ST. PAUL - Gov. Mark Dayton heard the complaints and is revising the tax reform proposal he announced six weeks ago.
Gone is a business-to-business sales tax that drew most of the ire. He told that to a Chamber of Commerce meeting this morning, but said details about his new plan will come Tuesday.
Dayton proposed to lower the sales tax rate 20 percent, but to begin collecting it on most services and clothing costing $100 or more.
At the time he announced the plan, Dayton said he did not know how much of the taxes collected on services one business provides to another business would be passed on to consumers. Testimony in legislative committee indicated that most of it could be passed on.
While Dayton, a Democrat, continues to push for his proposal to increase income taxes on the richest Minnesotans, a plan that has plenty of traction in the Democratic-controlled Legislature, it was not immediately clear if he still could press ahead with a $500-per-homeowner property tax refund.

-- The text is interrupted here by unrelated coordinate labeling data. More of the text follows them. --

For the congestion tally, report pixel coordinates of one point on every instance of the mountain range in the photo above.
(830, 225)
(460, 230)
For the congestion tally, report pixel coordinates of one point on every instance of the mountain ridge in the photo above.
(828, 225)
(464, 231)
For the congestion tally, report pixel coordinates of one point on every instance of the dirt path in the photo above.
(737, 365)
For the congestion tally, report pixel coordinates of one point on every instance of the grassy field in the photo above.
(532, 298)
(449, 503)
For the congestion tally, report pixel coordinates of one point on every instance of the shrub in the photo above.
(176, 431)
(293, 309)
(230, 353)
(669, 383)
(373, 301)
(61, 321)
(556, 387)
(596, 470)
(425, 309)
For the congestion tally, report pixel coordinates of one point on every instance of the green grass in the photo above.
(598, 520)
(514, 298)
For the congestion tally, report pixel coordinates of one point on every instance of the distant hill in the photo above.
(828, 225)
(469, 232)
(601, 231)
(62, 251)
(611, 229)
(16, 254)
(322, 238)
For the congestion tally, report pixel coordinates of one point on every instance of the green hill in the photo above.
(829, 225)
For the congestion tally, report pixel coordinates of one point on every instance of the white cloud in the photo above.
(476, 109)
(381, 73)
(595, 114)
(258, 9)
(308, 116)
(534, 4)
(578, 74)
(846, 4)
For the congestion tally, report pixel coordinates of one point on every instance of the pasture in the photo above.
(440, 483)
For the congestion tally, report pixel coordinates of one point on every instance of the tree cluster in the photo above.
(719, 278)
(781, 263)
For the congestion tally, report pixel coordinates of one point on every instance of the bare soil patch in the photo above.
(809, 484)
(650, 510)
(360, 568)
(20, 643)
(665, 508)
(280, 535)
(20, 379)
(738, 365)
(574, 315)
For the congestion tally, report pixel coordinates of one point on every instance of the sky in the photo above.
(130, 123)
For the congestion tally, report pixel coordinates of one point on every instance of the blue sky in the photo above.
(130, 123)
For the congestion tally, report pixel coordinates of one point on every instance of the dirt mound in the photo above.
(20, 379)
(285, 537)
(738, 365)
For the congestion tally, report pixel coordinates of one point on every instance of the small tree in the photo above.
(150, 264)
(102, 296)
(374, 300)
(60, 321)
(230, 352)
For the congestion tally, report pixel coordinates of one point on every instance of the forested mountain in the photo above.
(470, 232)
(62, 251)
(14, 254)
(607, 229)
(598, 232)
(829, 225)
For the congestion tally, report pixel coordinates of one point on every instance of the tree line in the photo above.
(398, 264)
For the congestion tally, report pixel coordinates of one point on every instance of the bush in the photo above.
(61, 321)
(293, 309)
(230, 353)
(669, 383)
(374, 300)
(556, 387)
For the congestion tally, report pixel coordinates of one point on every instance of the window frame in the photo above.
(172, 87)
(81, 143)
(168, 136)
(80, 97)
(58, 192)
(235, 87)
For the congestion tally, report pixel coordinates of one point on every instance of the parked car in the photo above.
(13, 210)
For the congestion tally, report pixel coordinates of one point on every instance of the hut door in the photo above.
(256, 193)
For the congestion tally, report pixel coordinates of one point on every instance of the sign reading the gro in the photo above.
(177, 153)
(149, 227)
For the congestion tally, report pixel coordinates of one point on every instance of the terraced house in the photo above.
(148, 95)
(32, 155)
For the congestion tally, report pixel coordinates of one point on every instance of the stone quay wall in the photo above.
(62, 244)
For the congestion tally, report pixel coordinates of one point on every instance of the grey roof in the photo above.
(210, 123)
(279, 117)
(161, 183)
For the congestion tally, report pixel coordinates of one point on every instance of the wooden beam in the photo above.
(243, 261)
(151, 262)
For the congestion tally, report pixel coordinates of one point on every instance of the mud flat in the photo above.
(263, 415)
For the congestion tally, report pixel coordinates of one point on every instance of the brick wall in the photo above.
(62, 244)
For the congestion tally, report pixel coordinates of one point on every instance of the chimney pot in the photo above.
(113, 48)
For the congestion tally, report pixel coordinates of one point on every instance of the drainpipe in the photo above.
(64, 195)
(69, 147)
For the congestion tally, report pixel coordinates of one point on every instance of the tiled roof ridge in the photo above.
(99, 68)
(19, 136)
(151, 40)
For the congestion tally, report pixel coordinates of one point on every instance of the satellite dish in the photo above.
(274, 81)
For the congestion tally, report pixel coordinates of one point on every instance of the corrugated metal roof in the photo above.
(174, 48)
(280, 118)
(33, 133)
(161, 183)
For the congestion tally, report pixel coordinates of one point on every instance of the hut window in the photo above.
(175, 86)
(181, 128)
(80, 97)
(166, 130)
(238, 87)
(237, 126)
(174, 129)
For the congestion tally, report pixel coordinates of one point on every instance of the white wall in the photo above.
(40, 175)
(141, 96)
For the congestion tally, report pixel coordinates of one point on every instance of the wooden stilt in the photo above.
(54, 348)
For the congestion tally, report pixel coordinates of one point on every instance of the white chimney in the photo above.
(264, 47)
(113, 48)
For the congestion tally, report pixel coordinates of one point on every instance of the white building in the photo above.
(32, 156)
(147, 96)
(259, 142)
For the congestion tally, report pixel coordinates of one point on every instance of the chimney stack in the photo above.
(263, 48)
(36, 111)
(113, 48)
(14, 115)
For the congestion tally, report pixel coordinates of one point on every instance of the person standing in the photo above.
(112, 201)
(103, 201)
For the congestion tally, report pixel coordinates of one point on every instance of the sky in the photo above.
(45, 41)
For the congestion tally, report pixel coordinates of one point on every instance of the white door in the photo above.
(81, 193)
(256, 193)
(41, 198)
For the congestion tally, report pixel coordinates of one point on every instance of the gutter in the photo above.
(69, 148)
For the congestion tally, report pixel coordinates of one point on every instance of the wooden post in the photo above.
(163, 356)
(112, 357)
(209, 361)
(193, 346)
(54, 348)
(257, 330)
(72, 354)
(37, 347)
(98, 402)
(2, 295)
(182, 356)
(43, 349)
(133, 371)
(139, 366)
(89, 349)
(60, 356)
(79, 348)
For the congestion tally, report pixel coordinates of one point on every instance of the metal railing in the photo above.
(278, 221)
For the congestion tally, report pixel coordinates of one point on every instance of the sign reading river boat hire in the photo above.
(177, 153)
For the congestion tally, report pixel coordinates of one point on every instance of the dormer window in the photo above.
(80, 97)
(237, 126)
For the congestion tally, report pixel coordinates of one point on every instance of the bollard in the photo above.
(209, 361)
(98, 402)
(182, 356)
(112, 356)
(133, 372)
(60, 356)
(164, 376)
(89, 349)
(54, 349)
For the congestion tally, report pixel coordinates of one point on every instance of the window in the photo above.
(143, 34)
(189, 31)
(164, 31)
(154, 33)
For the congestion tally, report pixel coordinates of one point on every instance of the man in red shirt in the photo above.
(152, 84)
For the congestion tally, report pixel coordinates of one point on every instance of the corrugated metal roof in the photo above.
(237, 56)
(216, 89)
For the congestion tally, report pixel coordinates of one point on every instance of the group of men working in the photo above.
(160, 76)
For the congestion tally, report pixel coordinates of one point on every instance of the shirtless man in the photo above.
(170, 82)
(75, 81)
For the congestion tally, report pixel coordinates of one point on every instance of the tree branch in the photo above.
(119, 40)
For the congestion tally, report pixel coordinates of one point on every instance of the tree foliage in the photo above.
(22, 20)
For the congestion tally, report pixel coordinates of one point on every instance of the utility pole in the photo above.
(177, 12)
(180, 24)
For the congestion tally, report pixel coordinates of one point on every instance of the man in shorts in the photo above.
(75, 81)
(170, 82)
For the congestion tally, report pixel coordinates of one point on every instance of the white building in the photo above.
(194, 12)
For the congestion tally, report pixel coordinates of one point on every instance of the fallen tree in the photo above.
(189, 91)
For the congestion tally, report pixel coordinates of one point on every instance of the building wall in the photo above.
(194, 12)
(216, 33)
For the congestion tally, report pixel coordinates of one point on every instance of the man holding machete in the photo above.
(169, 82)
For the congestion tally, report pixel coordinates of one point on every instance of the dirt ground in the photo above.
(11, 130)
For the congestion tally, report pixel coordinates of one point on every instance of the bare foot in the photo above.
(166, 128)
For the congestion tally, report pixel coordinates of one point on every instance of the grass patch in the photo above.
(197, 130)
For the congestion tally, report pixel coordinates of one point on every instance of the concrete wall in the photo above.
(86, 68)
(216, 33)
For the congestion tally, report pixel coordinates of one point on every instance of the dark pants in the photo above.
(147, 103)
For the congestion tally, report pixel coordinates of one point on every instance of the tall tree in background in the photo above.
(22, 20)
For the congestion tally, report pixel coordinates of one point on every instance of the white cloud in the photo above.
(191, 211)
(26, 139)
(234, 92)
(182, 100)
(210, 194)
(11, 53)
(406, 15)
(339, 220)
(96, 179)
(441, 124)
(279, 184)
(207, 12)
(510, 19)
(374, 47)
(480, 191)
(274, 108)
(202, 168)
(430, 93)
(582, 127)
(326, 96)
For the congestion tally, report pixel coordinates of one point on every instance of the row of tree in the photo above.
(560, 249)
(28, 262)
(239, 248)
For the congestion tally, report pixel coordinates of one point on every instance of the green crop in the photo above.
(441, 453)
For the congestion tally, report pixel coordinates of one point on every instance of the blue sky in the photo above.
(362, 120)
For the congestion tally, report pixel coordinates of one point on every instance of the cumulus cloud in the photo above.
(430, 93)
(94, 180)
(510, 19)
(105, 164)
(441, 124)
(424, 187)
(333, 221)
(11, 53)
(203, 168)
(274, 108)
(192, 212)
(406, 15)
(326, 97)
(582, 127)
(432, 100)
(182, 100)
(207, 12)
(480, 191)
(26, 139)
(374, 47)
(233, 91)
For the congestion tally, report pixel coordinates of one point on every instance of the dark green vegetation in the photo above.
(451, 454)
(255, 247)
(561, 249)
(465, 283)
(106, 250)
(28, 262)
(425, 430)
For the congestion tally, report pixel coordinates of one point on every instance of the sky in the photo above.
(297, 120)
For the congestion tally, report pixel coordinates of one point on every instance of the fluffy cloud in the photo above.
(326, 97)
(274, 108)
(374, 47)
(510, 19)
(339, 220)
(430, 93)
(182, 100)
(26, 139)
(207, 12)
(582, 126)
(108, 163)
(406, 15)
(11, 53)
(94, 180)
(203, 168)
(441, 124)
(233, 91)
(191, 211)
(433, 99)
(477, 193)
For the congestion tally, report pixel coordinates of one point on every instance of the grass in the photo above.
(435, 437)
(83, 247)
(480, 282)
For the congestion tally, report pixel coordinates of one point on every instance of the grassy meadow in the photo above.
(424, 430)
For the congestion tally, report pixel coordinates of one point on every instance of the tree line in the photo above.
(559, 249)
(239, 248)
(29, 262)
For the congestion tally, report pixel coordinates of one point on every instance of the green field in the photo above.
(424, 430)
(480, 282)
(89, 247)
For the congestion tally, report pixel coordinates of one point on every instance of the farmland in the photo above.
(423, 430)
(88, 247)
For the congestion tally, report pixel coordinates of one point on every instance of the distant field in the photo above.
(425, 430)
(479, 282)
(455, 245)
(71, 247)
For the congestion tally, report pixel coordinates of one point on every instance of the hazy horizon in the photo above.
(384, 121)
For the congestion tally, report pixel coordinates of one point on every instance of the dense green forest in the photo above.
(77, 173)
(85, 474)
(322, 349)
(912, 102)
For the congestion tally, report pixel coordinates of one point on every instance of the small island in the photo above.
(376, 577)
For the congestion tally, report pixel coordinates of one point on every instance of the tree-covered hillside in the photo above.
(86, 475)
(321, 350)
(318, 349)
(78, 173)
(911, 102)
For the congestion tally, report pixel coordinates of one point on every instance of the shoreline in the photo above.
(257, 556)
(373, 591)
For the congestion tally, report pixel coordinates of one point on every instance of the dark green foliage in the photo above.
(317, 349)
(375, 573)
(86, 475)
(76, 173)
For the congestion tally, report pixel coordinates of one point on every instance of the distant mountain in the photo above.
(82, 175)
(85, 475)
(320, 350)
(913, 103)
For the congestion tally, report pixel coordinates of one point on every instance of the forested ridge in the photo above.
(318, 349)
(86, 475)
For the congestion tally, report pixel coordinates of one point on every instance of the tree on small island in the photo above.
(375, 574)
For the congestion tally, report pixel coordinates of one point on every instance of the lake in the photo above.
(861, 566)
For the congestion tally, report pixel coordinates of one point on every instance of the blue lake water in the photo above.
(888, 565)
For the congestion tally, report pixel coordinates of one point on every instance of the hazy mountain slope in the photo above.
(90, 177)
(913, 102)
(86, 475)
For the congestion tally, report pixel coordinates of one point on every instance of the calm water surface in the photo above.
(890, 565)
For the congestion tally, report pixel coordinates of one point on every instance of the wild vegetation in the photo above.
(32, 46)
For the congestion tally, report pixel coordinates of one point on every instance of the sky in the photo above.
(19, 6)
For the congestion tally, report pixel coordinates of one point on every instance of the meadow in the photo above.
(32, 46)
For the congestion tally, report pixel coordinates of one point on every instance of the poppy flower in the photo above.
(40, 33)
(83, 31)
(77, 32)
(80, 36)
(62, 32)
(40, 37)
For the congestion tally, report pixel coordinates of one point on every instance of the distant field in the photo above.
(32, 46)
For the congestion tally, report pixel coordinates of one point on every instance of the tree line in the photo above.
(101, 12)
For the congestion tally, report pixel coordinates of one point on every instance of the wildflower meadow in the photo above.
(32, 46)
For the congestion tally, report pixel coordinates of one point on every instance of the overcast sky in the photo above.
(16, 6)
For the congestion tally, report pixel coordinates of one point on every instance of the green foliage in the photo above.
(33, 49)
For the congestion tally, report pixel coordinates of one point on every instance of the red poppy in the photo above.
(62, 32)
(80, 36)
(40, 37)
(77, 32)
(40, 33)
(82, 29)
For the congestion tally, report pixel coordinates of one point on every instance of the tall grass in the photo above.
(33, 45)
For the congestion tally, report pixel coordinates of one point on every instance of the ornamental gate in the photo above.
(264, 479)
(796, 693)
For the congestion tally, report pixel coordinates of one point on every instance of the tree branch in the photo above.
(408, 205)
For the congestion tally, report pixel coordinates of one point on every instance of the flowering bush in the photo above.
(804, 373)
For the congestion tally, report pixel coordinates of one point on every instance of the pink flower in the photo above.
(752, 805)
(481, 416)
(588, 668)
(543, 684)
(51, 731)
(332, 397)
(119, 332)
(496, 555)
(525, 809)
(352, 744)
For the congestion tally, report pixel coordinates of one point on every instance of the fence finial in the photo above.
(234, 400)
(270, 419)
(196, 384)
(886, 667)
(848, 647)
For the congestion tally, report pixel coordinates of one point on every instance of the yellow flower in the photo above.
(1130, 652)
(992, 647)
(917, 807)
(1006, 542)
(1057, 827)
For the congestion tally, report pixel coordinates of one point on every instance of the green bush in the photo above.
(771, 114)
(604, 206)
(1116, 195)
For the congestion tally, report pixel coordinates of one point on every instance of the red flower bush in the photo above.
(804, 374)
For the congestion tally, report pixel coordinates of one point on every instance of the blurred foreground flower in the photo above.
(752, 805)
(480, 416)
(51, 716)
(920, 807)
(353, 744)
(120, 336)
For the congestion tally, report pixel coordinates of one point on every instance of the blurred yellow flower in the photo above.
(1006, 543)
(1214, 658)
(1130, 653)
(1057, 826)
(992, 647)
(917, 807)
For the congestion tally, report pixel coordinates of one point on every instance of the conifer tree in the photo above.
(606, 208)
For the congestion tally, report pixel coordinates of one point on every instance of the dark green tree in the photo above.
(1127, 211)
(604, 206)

It also was not clear if Dayton would continue to call for a lower sales tax rate.
Dayton spokeswoman Katharine Tinucci said that she expects him to drop his clothing sales tax request.
Tinucci said Dayton plans to meet Saturday with Revenue Commissioner Myron Frans and Commissioner Jim Schowalter of Minnesota Management and Budget to decide how his new tax plan will look, as well as other budget tweaks he may propose.
After an improved state revenue outlook was released last week, Dayton suggested that he might consider tax cuts. There was no word of whether they still are possible after dropping the business sales tax.
The income tax increase is expected to bring in an extra $1.1 billion and Dayton’s original sales taxes changes would result in a $2 billion net increase in revenue.
In his $38 billion, two-year budget proposal, the first order of business is to plug a $627 million gap (down from $1.1 billion earlier expected). But Dayton and other Democrats want more money for education, economic development and other programs, so he suggested the higher taxes.
Taxes one business charges another attracted lots of criticism from businesses, and Democratic legislative leaders refused to embrace the changes as well.